Delta compression ratio

value_bytes and delta_bytes can be used to capture the theoretical delta compression ratio of the application data flowing through the topics. Both the console and the JMX MBean perform this calculation. The ratio is a value between 0 and 1. The closer the ratio is to 1, the more benefit the application data will obtain from delta streaming. If value_bytes is 0, there have been no updates, so the delta compression ratio is reported as zero. Otherwise it is calculated as:

1 - delta_bytes / value_bytes

Delta streaming is enabled for subscriptions by default, but can be disabled on a per-topic basis using the PUBLISH_VALUES_ONLY topic property. If delta streaming is enabled, a stable set of subscribers remain connected, and no session has a significant backlog (so conflation is not applied), the following relationship should hold:

subscriber_update_bytes ≅ delta_updates x subscribers

Delta streaming can also be used to update topic values. If the delta compression ratio is high, but delta_updates is zero (or low, relative to value_updates), consider whether your application can use the stateful update stream API to take advantage of delta streaming.

Log metrics

Log metrics record information about server log events. Separate metrics are kept for each unique pair of log code and log severity level that has been logged.

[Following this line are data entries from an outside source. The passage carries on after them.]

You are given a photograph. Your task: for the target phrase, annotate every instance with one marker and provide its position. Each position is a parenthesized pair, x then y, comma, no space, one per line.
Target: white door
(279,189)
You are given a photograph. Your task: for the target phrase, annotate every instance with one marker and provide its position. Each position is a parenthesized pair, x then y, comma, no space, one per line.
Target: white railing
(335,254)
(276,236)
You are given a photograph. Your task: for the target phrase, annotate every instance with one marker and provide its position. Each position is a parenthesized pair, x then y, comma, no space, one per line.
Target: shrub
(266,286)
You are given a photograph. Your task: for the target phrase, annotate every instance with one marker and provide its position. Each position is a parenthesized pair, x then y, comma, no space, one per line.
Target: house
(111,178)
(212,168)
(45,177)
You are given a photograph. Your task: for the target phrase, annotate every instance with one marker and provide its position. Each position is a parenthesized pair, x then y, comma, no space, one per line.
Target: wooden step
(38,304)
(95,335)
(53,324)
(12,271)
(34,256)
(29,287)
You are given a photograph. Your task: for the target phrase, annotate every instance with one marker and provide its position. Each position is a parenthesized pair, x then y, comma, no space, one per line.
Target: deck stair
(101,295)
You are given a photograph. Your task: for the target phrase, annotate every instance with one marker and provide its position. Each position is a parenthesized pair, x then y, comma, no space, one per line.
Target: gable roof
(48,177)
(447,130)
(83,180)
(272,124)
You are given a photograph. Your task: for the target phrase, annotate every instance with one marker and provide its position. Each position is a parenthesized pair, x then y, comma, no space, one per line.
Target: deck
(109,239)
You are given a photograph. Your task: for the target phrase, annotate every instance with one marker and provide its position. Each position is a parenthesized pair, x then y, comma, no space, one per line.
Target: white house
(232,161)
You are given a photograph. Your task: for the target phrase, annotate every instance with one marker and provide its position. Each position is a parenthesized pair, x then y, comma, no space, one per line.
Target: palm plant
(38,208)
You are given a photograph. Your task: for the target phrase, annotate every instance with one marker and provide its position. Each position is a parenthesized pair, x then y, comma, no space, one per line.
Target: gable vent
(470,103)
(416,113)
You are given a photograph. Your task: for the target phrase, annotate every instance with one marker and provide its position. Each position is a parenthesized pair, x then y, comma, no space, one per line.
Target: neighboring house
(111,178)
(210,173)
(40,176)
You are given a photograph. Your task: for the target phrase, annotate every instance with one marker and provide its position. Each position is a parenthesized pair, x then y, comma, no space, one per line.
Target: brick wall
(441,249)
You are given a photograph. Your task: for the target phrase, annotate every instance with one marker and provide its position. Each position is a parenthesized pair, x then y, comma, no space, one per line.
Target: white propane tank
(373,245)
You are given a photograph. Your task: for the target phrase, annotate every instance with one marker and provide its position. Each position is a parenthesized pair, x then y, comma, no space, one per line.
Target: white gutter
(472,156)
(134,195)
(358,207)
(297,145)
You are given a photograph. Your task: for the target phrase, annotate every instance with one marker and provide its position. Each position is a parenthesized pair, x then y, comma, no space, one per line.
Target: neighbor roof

The log severity levels are: error, warn, info, debug, trace.

A JMX MBean is created for each pair of log code and log severity that has been logged at least once.

Here is an example MBean name: com.pushtechnology.diffusion:type=LogMetrics,server="server_name",level=warncode=PUSH-12345

Session metrics versus network metrics

The network inbound_bytes and outbound_bytes metrics include bytes that are not counted by the equivalent session metrics.

The session metrics include bytes from transport framing and all session traffic (including additional HTTP traffic from long polling).

The network metrics include all bytes included in the session metrics as well as non-session bytes such as:
  • TLS overhead
  • Web server traffic (for example, browsers downloading the web console pages)
  • Rejected connection attempts